As others have pointed out, there are languages and libraries that provide good support for dates, and it's often a good idea to use them given it's quite difficult to get date-related code exactly right.

Answer 7

Why isn't there a true “Date-Only” data type?

There are many such types in various libraries for various languages. There is almost certainly one for your current language. The Java util package had a horrible API for time calculations, but the introduction of the java.time package has made life much better. See java.time.LocalDate, containing a year-month-day value, or java.time.MonthDay, containing only a month and day number.

Answer 8

Calendrical manipulation is one of the poorest-understood aspects of computing. Whole books have been written on the topic. @MichealBlackburn is absolutely right in asking for a date-only datatype, one that does not resolve down to a point on a timeline, subject to re-interpretation. Historically, there have been legitimate disputes about the meaning of a date. One has to look no further than the adoption of the Gregorian calendar to find how complex it can get. Furthermore, years have not always started on January 1st, even in western Europe and its colonies (e.g., Britain and British America started the year on March 25th).

Answer 9

In answer to:

Well, I'd honestly like to know why almost every language only has one data type for this.

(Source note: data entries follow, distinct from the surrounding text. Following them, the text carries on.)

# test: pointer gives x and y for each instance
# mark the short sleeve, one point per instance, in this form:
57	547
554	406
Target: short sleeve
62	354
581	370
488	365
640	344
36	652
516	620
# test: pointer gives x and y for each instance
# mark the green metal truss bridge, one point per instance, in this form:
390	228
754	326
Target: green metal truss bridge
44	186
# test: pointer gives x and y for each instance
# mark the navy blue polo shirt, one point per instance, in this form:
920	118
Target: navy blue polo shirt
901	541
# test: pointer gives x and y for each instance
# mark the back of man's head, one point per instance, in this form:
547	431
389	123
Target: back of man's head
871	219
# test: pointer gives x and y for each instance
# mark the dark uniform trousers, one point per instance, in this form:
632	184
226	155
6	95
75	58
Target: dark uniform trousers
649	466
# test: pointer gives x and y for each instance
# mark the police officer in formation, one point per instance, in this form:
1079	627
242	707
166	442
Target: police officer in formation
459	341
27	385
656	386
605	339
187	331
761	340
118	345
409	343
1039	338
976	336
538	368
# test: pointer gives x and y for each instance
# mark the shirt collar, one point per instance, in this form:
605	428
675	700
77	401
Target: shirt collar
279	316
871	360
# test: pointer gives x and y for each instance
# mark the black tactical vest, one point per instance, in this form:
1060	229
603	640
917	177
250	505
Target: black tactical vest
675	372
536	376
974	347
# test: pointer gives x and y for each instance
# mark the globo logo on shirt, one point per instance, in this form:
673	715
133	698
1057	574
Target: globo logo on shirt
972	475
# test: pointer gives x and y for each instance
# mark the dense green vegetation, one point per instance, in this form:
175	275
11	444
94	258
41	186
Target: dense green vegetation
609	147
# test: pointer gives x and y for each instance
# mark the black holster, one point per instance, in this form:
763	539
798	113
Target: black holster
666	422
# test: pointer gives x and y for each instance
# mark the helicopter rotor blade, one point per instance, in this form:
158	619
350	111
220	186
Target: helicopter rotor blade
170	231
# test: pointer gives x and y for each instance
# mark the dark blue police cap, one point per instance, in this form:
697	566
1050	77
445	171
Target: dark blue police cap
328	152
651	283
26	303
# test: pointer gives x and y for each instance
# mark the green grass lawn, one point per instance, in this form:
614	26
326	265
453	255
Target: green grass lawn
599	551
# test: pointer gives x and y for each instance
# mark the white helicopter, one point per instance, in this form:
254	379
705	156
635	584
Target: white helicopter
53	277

The most common reason might be "because it's not necessary". If you want a date time that doesn't care about hours, minutes, seconds, etc, then you'd just initialize it like this:

date = new DateTime(year, month, day, 0, 0, 0);

If you want you can extend DateTime yourself:

public class Date extends DateTime {
    ...
    public Date(int year, int month, int day) {
        this(year, month, day, 0, 0, 0);
    }
}

Note: I'm intentionally ignoring the default time and timezone. It doesn't really matter what you set them to, so long as they're the same for all Dates. You can make a case for UTC. You can make a case to use the timezone your server sits in - either way I don't think it's important for representing an imprecise value like Date. Same with the default time - you can make it 0, you can make it noon. It doesn't matter. If Facebook sends me a birthday notification at 00:01 but I was born at 23:59 I don't really care, and I won't be offended that they were more than 12 hours off.

The above is in Java but would work similarly in any language with a DateTime and inheritance. Java actually has numerous ways of solving this, and the above is deprecated(they want you to use Calendar now). But as others posted in comments, some languages actually do provide a Date class, presumably for just this reason.

In all likelihood, every Date implementation is probably just a wrapper for the language's DateTime and it zeroes out the time. Otherwise you would need duplicated code to solve problems like the number of days between two Dates/DateTimes, or whether two Dates are equal(What about Feb 29 and Mar 1?). Those kinds of things are usually solved in the DateTime class. It makes sense to reuse the same code for a Date.